Two questions to break the boredom of which some are complaining:
1) Why do people develop the political views which they develop?
2) Why do ideologies form around specific beliefs on seemingly unrelated issues, such as abortion and the debt? Is there something inherent in beliefs about abortion and the debt that causes the vast majority of Americans to believe either in left-wing economic policy combined with legal abortion or right-wing economic policy combined with illegal abortion instead of a different match of opinions on the issues? That's just one example.
Discuss.
For me, I started coming of political age in my midteens during the end of the Sixties and during the Watergate and My Lai hearings, so my political/life views skewed both idealistically and cynically, a kind of split personality. I have vacillated between the two and sometimes formed an uncomfortable marriage between them.
I tried basically to determine what I thought was fair and focused on that. But I’ve been influenced by my friends, the courses I studied, the newspapers I read, the people I admired. I did most often go toward sources that shared my viewpoint, though not to those that shared it obnoxiously and indiscriminately. I did go to sources I thought gave a balanced view when I could. I go to the New York Times as my primary news source although I don’t look at it uncritically.

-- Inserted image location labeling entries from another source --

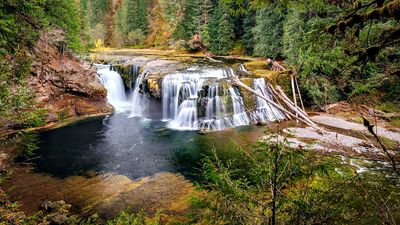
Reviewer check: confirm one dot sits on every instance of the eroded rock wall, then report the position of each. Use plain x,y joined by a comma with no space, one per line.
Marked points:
62,84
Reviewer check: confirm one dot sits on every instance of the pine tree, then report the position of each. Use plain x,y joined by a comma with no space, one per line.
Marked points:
205,10
268,32
135,16
249,22
221,31
187,26
64,14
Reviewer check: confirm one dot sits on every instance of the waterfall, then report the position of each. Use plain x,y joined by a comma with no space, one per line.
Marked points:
196,98
240,116
265,112
114,85
140,101
201,99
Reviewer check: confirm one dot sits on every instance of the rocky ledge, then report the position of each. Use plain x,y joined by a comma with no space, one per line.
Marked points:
61,82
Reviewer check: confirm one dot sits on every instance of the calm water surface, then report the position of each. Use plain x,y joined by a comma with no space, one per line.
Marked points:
135,147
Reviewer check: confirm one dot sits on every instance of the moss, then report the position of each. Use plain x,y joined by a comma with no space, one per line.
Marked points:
389,107
395,122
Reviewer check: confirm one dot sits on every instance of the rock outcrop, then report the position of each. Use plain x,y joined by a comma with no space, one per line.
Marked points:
61,82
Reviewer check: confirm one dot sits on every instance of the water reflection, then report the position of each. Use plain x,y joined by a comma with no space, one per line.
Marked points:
135,147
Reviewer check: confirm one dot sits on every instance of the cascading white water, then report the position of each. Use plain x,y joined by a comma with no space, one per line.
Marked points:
240,116
199,99
140,101
265,112
114,85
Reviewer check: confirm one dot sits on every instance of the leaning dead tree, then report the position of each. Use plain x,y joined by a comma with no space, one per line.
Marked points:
286,105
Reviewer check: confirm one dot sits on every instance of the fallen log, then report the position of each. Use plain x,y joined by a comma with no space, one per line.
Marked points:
301,117
290,104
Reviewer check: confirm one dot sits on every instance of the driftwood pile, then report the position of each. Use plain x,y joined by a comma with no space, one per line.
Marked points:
283,103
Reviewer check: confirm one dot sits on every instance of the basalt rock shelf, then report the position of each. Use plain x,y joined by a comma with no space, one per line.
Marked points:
61,83
200,97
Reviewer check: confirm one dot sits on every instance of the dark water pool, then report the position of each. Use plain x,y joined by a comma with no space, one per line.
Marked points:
134,147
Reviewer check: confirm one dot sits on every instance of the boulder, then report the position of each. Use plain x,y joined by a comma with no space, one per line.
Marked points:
61,82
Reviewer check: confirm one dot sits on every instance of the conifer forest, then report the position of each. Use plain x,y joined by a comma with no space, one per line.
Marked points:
250,112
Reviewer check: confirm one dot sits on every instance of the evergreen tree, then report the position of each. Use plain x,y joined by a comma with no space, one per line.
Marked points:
221,31
97,9
187,26
135,15
64,13
205,10
268,32
249,22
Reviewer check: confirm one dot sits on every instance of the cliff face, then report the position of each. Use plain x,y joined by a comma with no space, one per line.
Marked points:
61,82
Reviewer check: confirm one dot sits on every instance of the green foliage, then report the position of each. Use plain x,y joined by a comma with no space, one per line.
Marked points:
187,26
140,218
134,16
310,189
20,22
248,41
64,14
221,31
16,99
268,32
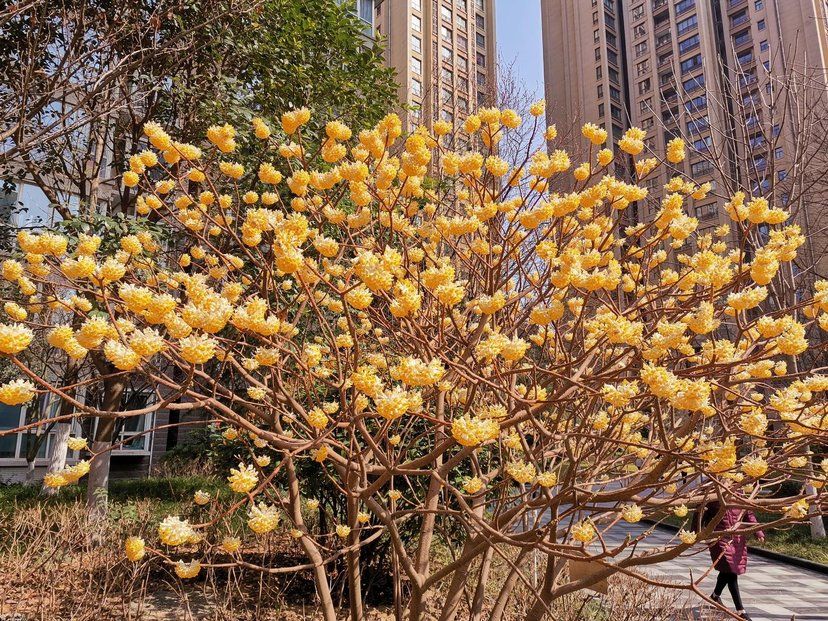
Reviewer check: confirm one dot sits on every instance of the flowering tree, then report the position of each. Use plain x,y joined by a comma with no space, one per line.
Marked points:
455,344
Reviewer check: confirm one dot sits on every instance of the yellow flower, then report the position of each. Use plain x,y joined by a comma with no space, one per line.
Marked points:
17,392
632,513
471,431
263,518
14,338
134,548
687,537
754,467
675,151
198,349
596,135
583,531
187,570
243,479
538,108
547,479
76,444
520,471
231,545
174,531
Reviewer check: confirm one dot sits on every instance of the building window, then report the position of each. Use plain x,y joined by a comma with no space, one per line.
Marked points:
689,44
16,446
697,126
686,25
696,104
638,12
684,6
701,168
691,64
641,48
702,145
742,38
693,84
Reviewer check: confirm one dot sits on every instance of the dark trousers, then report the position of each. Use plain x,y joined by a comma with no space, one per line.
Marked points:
730,580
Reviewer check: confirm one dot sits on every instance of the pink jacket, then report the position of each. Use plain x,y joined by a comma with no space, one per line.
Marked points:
729,553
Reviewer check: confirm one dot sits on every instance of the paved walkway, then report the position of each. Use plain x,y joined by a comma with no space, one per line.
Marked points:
771,591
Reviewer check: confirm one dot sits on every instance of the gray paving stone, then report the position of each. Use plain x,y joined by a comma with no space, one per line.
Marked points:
771,591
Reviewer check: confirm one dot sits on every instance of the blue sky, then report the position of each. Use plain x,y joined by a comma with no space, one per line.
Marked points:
519,38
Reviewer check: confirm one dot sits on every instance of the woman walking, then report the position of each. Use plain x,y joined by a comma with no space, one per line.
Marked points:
729,553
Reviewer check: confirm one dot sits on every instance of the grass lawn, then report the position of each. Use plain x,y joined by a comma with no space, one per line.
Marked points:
167,491
793,540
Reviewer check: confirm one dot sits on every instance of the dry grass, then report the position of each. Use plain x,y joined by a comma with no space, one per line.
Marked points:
55,563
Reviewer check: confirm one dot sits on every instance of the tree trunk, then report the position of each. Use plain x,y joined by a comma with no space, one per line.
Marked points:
352,557
817,523
57,460
543,599
98,482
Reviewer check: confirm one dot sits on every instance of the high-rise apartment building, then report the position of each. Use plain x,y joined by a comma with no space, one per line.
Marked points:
443,52
704,70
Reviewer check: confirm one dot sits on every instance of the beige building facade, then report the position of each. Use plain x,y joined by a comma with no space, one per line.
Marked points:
705,70
444,53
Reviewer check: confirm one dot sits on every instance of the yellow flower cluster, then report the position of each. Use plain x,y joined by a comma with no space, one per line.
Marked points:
243,479
471,430
262,518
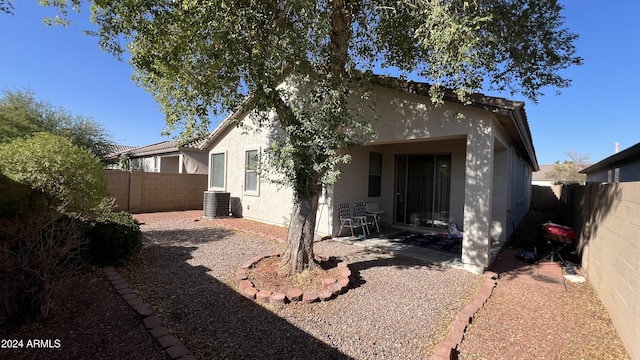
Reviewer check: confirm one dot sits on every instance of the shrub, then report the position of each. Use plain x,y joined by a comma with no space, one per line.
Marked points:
114,238
70,177
37,252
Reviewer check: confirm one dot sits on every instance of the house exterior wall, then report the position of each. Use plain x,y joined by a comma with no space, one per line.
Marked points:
407,124
353,184
193,162
270,204
170,164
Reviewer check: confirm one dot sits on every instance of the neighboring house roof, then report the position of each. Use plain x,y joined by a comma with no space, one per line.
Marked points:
110,151
164,147
543,174
514,118
630,154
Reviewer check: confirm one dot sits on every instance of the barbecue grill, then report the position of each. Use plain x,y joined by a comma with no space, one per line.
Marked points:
557,237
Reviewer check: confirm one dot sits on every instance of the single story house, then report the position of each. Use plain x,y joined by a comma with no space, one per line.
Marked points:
168,157
426,167
543,176
623,166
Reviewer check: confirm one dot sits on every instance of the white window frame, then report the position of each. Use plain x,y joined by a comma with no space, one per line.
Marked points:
256,191
224,175
157,163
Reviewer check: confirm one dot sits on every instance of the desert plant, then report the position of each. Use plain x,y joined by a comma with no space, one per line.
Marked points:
114,238
71,178
37,252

I think when you begin to define yourself as a liberal/progressive or a conservative or a libertarian, there is often an almost unconscious desire to belong to that club and to fall in line without totally thinking it through. I’ve been guilty of that. I think people will tend to spout the approved line with less vetting when it is about subjects they are not personally involved in, but will be much more in depth and passionate about things they truly care about and things that involve them and those they love and there will be much more nuance and much more of their own language and their own words in their arguments as opposed rehash and repeating of pundits/etc talking points.
I think people become wed to an ideology. For some reason, any deviation from the ideology is ceding points to the other side. The media, the consultants, the experts often have a financial interest in polarization and nurture it and elevate the petty to a big issue. They make it not just a point of view, but a moral view—divide the sides into demons and uniformed naives vs. saints and informed sophisticates. Peer pressure, polarization, limited sources of information, identification with pundits or other admired people who hold a view, repetitive arguments feed into that narrow viewpoint. I also think that a lot of ideology is defensiveness.

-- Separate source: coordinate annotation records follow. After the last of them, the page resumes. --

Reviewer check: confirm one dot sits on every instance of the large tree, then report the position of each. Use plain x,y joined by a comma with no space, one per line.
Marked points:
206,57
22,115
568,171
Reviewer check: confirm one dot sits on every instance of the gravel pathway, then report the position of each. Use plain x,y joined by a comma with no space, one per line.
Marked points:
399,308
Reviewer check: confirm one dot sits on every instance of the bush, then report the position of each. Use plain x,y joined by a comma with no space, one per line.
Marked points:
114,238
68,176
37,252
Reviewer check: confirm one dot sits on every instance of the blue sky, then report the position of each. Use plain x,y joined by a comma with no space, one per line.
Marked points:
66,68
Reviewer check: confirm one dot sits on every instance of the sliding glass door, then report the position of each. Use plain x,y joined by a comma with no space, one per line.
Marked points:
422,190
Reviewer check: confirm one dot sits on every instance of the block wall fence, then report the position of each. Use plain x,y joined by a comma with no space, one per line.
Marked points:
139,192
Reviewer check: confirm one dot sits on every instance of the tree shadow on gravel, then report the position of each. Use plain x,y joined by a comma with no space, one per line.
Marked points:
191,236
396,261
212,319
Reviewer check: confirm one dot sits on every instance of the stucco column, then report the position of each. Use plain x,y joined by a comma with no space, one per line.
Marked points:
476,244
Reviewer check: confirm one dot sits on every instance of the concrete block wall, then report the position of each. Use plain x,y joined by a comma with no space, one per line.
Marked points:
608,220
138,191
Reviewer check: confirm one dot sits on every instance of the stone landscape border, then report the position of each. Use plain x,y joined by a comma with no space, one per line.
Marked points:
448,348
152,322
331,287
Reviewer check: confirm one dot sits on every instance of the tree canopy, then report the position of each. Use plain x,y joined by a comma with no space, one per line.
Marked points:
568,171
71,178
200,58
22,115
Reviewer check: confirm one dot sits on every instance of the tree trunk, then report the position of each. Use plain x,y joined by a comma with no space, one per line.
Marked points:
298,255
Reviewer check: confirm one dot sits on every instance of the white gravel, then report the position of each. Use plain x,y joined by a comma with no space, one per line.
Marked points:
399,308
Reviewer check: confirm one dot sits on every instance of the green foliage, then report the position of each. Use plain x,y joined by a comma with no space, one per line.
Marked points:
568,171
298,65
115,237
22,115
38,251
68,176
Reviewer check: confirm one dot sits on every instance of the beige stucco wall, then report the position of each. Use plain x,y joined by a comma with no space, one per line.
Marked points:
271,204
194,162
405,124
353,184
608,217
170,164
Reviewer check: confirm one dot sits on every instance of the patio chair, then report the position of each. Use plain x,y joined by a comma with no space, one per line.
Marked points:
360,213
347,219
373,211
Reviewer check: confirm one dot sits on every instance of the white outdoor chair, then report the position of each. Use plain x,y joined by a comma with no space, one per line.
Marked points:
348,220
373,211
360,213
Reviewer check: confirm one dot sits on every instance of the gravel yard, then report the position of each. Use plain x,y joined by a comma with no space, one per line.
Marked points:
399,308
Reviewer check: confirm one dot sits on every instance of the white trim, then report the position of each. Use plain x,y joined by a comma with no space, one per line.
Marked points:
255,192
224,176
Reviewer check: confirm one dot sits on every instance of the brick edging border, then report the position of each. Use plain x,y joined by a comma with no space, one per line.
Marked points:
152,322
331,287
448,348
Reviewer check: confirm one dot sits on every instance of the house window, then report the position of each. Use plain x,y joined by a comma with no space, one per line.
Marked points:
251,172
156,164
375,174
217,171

Both sides look for information that only supports their side, making them not very good debaters. Good debaters know the best arguments of their opponents, don’t just prey on the weak ones. A good debater knows how to cede a point without weakening their own argument.
I also think Americans particularly seem to have a need to be part of something bigger than they are. I think it’s a little like identifying sometimes overly strongly with your ethnicity. We don’t really have a definition as Americans. We are sometimes desperately looking for definition, a place we belong. And we are trained to see things in black and white. We are raised on political myth on both sides. Neither side has the patience to listen to the other side. They jump on a few statements a person makes and label that person, limit that person, marginalize them. I don’t have the contempt I think many people do toward someone who does not agree with them. I don’t think they are necessarily illogical when they come to a different conclusion than I do.
But I don’t really find most people that I know to be be ideologues. I see movement back and forth between positions. I find a lot of people that I know to be pragmatic, to weigh between different solutions and viewpoints. I don’t necessarily see what I see in the media reflected in real life especially when people shed their political skins.